Public sentiment supports enhanced unionization against corporate megaliths. LETS SEE A MORE HUMANE BALANCE BETWEEN INHUMANE CORPORATIONS AND AMERICAN WORKERS.
Appropriately, I just watched the first episode of the TV series, "Porter", made in Canada about the efforts of Black porters in Canada and the U.S. to form unions. It was very powerful--not sure I can stand to watch another. You can find it on Amazon Prime with a free 7 day on trial for special $10 a month program. Heather, thank you. I hope you spend tomorrow resting from labor.
The New York Times denied that workers were any special class in the United States, saying that “[e]very one who works with his brain, who applies accumulated capital to industry, who directs or facilitates the operations of industry and the exchange of its products, is just as truly a laboring man as he who toils with his hands…"

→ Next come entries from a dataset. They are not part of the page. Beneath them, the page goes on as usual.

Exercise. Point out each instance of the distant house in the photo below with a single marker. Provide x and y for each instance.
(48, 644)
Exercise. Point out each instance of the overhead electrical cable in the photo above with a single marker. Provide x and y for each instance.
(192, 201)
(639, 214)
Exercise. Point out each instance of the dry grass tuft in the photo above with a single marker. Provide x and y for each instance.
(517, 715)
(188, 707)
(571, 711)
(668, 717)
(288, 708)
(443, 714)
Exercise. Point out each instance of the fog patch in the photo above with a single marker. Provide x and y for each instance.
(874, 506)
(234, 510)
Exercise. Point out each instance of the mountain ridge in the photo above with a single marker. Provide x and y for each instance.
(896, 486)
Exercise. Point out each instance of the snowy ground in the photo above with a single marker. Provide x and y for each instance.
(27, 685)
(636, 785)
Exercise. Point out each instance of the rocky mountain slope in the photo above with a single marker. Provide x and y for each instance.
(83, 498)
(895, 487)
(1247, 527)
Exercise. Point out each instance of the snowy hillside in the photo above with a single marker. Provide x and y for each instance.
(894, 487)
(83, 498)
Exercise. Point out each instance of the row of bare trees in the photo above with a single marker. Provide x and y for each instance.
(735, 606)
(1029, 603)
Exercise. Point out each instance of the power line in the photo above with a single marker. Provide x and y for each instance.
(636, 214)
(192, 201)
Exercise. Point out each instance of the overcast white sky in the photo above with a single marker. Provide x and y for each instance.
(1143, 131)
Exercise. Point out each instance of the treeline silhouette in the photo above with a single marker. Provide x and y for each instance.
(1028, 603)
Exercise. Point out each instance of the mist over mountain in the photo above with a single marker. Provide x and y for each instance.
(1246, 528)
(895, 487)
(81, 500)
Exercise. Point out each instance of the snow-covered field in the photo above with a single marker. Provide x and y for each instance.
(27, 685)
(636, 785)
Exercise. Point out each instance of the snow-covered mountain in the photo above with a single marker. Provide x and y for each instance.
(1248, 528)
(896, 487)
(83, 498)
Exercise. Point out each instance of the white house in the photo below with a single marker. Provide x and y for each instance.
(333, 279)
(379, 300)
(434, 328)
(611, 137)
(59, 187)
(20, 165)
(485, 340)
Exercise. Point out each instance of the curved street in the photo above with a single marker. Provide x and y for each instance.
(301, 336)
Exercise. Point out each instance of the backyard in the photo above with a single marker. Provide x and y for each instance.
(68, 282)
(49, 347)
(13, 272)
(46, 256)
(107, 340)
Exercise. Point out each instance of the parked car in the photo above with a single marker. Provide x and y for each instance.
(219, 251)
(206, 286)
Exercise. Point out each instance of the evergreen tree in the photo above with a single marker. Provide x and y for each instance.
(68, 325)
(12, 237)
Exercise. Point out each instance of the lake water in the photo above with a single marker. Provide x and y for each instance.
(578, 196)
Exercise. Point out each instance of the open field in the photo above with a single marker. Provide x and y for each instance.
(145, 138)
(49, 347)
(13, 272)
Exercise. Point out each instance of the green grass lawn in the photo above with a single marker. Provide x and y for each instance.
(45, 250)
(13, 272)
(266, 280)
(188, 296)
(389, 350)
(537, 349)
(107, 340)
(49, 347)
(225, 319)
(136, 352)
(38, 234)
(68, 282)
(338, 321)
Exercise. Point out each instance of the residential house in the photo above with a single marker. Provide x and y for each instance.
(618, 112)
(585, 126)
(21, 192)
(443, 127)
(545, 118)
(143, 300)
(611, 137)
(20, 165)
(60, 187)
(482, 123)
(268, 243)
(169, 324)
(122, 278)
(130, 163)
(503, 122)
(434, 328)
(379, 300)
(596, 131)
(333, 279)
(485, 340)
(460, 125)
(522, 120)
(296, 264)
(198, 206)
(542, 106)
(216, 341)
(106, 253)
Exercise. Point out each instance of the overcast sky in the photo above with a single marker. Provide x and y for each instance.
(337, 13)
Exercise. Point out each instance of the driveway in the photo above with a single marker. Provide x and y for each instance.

The Devil, or whatever is always in the details. Yes, management is a skill, although one that appears to me to be poorly practiced more often than not. Yes, prudence and hard work can (of you are lucky) advance one's one's fortunes, but it's not all that simple. Robert Reich claimed that Trump would be richer has he put his massive inheritance in an index fund. Nobody, even if rare "rags to riches", nobody makes a billion by hours of hard work alone. There are not that many hours in a lifetime. The key to massive profits is control; and that why monopolies are problematical. Concentrated capital can become like a cosmological black hole, pulling in everything in it's sphere of influence. Look up the British East India Company in India as an example of how anti-democratic this can become. There is a reason why between the "Gilded Age" and the "Reagan Revolution" there was an keen interest in business regulation and "anti-trust".
The history of Labor Day is interesting to think about as is the history of our government that tips back and forth between taking up the rights of the common people and protecting the rich, white men. It does seem that the Senate is the place to be to become rich and powerful and the House is right behind. While I may not favor Liz Chaney’s voting record I celebrate her bravery in putting the constitution and democracy before self gain. The vast majority of those living in the US and its territories are working hard just to try to make a better life for their children and grandchildren. Right now that seems to be slipping away as the wealthiest continue to be rewarded just for being rich. Let’s really think about the labor in Labor Day.